Les interconnexions électriques, condition sine qua none de la transition énergétique

Les interconnexions électriques, condition sine qua none de la transition énergétique

Par Martin Dubourg, Directeur France Aquind  

Les effets du dérèglement climatique s’annoncent dévastateurs pour la planète et ses écosystèmes. Les objectifs internationaux restent insuffisants et leur implémentation est lente. Les experts et décideurs publics sont d’accord, il est essentiel d’accélérer la mise en place de politiques de transition écologique, afin de limiter rapidement l’accélération du changement climatique. 

La transition énergétique, volet essentiel de la transition écologique, est amorcée en France depuis le début des années 2000 mais demeure très insuffisante face aux objectifs ambitieux fixés par la loi, notamment celui d’atteindre la neutralité carbone d’ici 2050.

La Programmation pluriannuelle de l’énergie établit la part du nucléaire dans la production d’électricité à 50% à l’horizon 2035, la part des énergies renouvelables à 33 % de la consommation finale brute d’énergie en 2030.

Le choix des sources d’énergie électrique renouvelables s’impose donc à la France pour pouvoir répondre aux enjeux environnementaux, climatiques et économiques de cette transition.

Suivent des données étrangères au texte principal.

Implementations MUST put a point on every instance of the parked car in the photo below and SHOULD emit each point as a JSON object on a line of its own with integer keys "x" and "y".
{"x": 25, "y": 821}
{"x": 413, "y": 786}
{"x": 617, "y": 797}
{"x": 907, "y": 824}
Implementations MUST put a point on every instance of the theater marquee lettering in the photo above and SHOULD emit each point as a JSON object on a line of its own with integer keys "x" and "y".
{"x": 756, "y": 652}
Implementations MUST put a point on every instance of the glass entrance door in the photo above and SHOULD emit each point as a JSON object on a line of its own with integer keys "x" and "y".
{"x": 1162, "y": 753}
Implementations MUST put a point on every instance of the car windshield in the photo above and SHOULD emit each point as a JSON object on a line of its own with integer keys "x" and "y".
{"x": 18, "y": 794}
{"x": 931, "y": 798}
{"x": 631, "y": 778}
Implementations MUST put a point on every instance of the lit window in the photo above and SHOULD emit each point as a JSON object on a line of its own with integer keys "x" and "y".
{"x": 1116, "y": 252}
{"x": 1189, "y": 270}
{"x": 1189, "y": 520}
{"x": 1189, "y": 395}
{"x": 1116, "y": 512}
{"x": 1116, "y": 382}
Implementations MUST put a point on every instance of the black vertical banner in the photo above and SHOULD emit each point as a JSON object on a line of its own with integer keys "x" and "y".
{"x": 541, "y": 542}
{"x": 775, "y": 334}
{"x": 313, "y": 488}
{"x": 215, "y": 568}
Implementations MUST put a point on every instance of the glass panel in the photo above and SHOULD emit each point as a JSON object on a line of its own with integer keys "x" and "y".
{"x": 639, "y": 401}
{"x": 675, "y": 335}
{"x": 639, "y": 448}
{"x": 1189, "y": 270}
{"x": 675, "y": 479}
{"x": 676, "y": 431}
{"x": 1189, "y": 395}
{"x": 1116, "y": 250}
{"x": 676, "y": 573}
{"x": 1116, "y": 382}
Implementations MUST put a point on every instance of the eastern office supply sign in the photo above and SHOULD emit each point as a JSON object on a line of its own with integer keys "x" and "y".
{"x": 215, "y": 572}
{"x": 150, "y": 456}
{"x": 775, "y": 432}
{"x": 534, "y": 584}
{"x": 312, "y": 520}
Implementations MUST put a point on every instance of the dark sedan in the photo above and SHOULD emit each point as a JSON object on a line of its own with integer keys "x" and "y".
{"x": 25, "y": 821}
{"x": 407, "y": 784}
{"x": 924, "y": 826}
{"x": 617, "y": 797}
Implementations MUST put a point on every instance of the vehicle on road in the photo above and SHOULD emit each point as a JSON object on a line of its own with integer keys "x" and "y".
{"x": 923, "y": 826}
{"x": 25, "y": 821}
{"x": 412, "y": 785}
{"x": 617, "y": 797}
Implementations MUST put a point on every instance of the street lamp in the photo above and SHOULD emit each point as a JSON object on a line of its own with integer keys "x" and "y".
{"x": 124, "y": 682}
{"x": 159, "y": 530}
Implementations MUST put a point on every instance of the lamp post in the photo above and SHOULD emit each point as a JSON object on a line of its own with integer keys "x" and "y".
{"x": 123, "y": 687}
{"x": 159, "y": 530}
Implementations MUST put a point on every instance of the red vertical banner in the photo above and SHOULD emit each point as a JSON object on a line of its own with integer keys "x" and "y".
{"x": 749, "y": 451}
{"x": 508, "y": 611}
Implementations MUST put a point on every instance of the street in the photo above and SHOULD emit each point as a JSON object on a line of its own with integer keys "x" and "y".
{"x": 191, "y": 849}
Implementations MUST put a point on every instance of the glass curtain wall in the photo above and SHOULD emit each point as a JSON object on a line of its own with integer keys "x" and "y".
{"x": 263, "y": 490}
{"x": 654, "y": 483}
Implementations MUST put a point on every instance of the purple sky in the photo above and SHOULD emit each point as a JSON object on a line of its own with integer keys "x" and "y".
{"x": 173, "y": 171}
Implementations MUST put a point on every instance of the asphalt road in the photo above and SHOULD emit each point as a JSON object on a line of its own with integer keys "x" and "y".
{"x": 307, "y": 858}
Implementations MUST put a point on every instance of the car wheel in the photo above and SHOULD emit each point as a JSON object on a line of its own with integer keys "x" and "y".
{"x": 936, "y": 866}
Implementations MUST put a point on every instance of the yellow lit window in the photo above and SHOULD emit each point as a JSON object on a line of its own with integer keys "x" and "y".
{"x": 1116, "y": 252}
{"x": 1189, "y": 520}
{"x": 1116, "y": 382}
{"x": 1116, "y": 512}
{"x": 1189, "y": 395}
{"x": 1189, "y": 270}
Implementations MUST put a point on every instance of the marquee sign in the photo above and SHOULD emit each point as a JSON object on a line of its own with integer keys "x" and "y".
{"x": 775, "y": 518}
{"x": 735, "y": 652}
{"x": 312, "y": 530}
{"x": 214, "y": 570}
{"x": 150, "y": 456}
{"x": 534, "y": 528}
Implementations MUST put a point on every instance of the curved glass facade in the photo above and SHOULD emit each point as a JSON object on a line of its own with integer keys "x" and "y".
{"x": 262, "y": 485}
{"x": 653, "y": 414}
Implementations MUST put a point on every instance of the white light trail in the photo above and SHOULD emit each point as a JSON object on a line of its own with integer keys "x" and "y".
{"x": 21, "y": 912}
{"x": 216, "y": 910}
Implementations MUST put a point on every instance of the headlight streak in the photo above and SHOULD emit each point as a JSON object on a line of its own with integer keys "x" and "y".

Les interconnexions, levier essentiel prêt à être déployé

Diffuses et intermittentes, les énergies renouvelables posent de nouveaux défis techniques dans leur intégration à nos systèmes de transport et de distribution.

Alors que les hypothèses pour une meilleure intégration des EnR se multiplient – du stockage à l’effacement de la production – les interconnexions électriques sont mises en avant par les experts par leurs atouts techniques et économiques, ainsi que la rapidité de leur déploiement. C’est le sens de la dernière étude publiée par les Eco Maires : Enjeux et défis des interconnexions électriques.

En permettant les échanges entre les États, et en diversifiant les sources d’approvisionnement, les interconnexions électriques permettent d’utiliser l’énergie au moment où elle est produite, optimisant ainsi le coût de l’énergie pour le consommateur et sécurisant l’approvisionnement des pays interconnectés.

La variabilité des EnR due aux aléas météorologiques peut être mise au service de la transition énergétique grâce à la complémentarité des phénomènes météorologiques dans les différents pays voisins.

L’effet de foisonnement, c’est-à-dire, la réduction des fluctuations temporelles de l’intermittence de la production d’énergie par la multiplication de sources éloignées, peut être optimisé grâce à les interconnexions transfrontalières.

Cette complémentarité des réseaux est aussi retrouvée dans les habitudes de consommation d’électricité et dans les différences de plages horaires, faisant que les pics se produisent à des moments différents de la journée, par exemple entre la France et la Grande-Bretagne.

Plus encore, les interconnexions permettent de réduire le nombre de nouvelles centrales électriques en optimisant le transport de l’électricité. Les interconnexions peuvent ainsi permettre d’utiliser davantage les unités de production ayant un faible impact sur l’environnement, réduisant ainsi la dépendance aux unités ayant un impact plus fort.

Dans cette perspective, la construction d’interconnexions est un impératif climatique, notamment dans la perspective de l’augmentation de la part des modes de production renouvelables dans le mix énergétique.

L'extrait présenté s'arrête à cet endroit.